たとえば「繁忙期と閑散期で、休日の取りやすさにどのくらい差がありますか」「有給休暇は皆さんどのタイミングで取得されていますか」といった質問であれば、休日制度の実態を具体的に把握しながら、業務理解を深めようとする姿勢としても伝わります。回答の際に社員の表情や言葉に迷いがあるかどうかも、あわせて観察しておくとよいでしょう。
よくある質問
- 年間休日107日は違法ですか
-
労働基準法の週40時間・1日8時間という規定から逆算される理論上の最低ラインは105日とされており、107日はこれを上回っています。休日数だけを理由に違法と判断することはできません。ただし、休日数が適正でも残業や休日出勤の運用に問題がある場合は別の論点になるため、あわせて確認しておくと安心です。
- 年間休日107日と120日、どちらが一般的ですか
-
厚生労働省の調査では、労働者1人平均の年間休日総数は116.6日となっており、120日はこの平均をやや上回る水準、107日は平均をやや下回る水準にあたります。どちらか一方が標準というより、107日は平均よりやや少なめ、120日は平均よりやや多めの企業に多い日数だと理解しておくとよいでしょう。
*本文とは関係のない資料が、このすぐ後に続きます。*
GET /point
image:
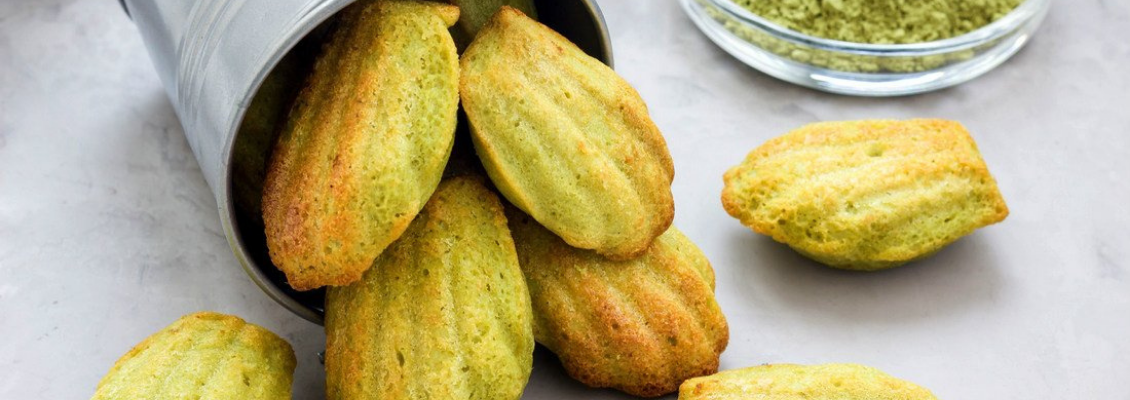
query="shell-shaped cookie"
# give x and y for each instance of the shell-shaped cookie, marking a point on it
(566, 139)
(203, 356)
(365, 142)
(866, 194)
(443, 313)
(814, 382)
(641, 325)
(475, 14)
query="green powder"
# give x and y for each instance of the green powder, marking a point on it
(885, 22)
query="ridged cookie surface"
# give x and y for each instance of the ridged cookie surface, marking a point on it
(801, 382)
(443, 313)
(365, 144)
(566, 139)
(866, 194)
(203, 356)
(641, 325)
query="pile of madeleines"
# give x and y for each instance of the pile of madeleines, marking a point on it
(437, 287)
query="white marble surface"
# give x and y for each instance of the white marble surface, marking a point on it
(107, 231)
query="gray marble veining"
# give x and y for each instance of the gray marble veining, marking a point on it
(107, 231)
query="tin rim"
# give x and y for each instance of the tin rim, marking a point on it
(227, 210)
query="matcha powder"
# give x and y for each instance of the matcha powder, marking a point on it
(886, 22)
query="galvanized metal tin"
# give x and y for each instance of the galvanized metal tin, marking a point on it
(213, 55)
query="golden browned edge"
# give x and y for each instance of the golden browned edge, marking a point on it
(735, 207)
(435, 211)
(272, 193)
(583, 364)
(274, 339)
(655, 140)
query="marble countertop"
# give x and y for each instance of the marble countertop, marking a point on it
(107, 231)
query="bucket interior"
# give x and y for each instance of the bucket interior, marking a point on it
(576, 19)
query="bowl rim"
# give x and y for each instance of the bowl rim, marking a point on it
(998, 28)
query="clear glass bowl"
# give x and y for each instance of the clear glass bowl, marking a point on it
(863, 69)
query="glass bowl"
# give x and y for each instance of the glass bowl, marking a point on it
(863, 69)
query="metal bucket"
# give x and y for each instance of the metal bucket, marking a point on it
(213, 57)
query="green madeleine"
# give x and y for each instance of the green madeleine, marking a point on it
(444, 312)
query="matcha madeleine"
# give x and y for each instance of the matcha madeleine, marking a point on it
(566, 139)
(365, 142)
(866, 194)
(203, 356)
(641, 325)
(815, 382)
(475, 14)
(443, 313)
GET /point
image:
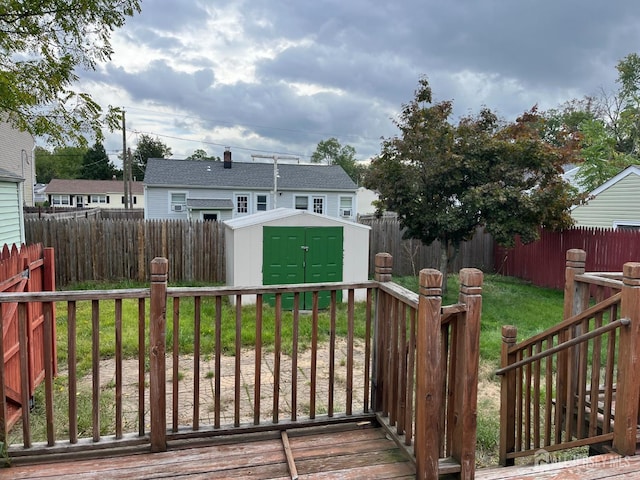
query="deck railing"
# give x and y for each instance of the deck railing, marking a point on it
(564, 387)
(426, 366)
(401, 358)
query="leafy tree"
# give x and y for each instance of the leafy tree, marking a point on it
(629, 80)
(62, 162)
(332, 152)
(147, 148)
(96, 164)
(200, 154)
(445, 180)
(601, 160)
(43, 43)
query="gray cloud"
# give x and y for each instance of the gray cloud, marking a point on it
(289, 74)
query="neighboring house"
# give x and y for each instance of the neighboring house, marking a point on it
(11, 217)
(208, 190)
(16, 157)
(366, 198)
(614, 204)
(92, 193)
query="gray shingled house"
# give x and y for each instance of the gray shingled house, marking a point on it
(210, 190)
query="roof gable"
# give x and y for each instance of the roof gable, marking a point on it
(210, 174)
(632, 170)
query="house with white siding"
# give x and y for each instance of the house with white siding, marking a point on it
(213, 190)
(92, 193)
(614, 204)
(17, 177)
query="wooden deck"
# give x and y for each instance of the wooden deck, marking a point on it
(606, 466)
(344, 451)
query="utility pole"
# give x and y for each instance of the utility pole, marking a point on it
(276, 175)
(124, 163)
(130, 158)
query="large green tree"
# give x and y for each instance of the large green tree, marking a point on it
(147, 147)
(199, 154)
(96, 164)
(43, 45)
(445, 180)
(332, 152)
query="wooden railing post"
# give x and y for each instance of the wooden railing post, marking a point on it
(628, 388)
(576, 300)
(463, 438)
(428, 375)
(383, 273)
(507, 397)
(157, 350)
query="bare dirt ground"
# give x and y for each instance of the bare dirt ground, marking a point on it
(246, 386)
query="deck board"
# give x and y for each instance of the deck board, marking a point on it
(318, 454)
(606, 466)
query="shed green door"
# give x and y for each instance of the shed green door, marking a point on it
(302, 255)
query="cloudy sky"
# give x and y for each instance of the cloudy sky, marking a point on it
(274, 77)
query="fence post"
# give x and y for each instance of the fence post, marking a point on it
(576, 294)
(157, 347)
(507, 397)
(463, 438)
(49, 285)
(428, 375)
(383, 269)
(628, 389)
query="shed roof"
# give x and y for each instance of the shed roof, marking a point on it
(257, 176)
(279, 213)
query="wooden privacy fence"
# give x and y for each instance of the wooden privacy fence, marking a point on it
(576, 383)
(542, 262)
(115, 248)
(98, 250)
(366, 373)
(25, 269)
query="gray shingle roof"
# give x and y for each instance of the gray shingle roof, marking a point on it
(199, 173)
(221, 203)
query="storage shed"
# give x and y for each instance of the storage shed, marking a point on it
(284, 246)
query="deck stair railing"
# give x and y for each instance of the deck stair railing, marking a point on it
(437, 347)
(412, 365)
(566, 386)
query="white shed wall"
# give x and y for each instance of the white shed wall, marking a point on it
(11, 227)
(616, 204)
(244, 250)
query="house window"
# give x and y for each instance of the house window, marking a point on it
(302, 203)
(261, 203)
(318, 205)
(178, 201)
(60, 200)
(242, 203)
(346, 206)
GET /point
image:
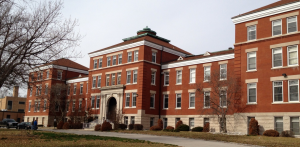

- 求人票に「年間休日107日」とあったら何を確認すべきですか
-
休日形態がシフト制か完全週休二日制か、有給休暇の取得率、月あたりの残業時間の目安、そして「カレンダー通り」という表記がある場合はその祝日の扱いまで確認しておくと、入社後のイメージと実態のずれを減らせます。面接の逆質問で具体的に聞いておくことをおすすめします。
まとめ
年間休日107日は、労働基準法の週40時間規定から導かれる105日という理論上の最低ラインを上回っており、この点だけを見て違法性を疑う必要はありません。一方で、厚生労働省の調査による全国平均116.6日と比べると、9日から10日ほど少なめの水準にあることも事実です。
大切なのは、107日という数字だけで一喜一憂するのではなく、シフト制か完全週休二日制かという内訳、有給休暇の消化しやすさ、残業時間の実態、そして「カレンダー通り」という言葉の中身まで含めて、条件全体を確認する姿勢です。休日数を切り口に働き方への理解を深めておけば、内定を承諾するかどうかの判断も、納得感を持って下せるはずです。